Consistent with what is already known about the decline in the ability of blood stem cells to self-renew and regenerate with age, 75% of the PBS-treated aged mice died of hematopoietic failure after only two doses of chemotherapy, and only 1 out of 18 mice survived all four doses. In contrast, Netrin-1 treatment resulted in a hundred percent survival rate in aged mice. These findings suggest that treatment with Netrin-1 can protect the hematopoietic system from the progressive loss of stem cell reserves and preserve body weight; toxicities commonly associated with chemotherapy in older patients, while also preserving the self-renewal and regenerative capacity of aged blood stem cells. 

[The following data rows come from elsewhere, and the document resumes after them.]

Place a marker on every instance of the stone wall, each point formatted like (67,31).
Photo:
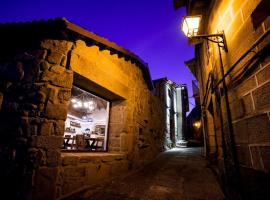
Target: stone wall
(36,86)
(243,150)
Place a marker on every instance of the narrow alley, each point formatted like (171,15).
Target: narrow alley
(175,174)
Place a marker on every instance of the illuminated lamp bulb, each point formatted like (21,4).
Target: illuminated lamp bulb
(79,103)
(73,100)
(91,107)
(85,104)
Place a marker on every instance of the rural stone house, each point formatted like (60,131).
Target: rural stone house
(75,109)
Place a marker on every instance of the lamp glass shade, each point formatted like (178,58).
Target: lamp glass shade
(190,25)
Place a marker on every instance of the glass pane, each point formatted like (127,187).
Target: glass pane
(87,122)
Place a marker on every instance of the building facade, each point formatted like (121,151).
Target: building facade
(175,100)
(235,92)
(75,110)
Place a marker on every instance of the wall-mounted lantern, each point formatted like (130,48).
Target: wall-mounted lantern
(191,25)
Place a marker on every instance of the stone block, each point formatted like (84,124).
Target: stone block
(61,45)
(74,171)
(114,142)
(252,130)
(58,127)
(240,134)
(119,167)
(53,157)
(55,57)
(246,86)
(261,97)
(237,109)
(266,61)
(47,142)
(236,6)
(44,65)
(56,111)
(89,159)
(97,173)
(39,54)
(243,155)
(64,95)
(248,8)
(46,128)
(267,23)
(91,174)
(64,79)
(248,104)
(263,75)
(235,26)
(265,154)
(45,183)
(256,158)
(72,184)
(1,100)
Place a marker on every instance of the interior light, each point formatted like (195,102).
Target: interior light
(79,103)
(85,104)
(190,25)
(73,100)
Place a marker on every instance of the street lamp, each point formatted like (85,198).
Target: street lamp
(191,25)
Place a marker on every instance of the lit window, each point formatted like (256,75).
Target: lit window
(87,122)
(261,12)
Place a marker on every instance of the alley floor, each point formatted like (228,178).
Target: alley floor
(178,174)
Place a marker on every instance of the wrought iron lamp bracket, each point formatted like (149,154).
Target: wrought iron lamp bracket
(218,38)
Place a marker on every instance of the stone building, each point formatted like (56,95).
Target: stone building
(235,104)
(75,110)
(194,134)
(175,100)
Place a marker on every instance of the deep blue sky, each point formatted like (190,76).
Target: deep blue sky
(148,28)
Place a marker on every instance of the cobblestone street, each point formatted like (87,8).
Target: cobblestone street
(178,174)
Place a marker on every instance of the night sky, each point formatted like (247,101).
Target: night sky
(148,28)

Rejuvenating old blood stem cells may be a good way to slow down the aging process in general, as the hematopoietic system transports many factors involved in rejuvenation. Other systemic aging parameters may have been affected by Netrin-1 infusion, but these were not studied in this study. Further investigation into the effect of Netrin-1 on extending healthspan and life expectancy is warranted because the DNA damage response is so important across a wide range of processes, including neurodegenerative disorders and the aging of the entire body’s systems.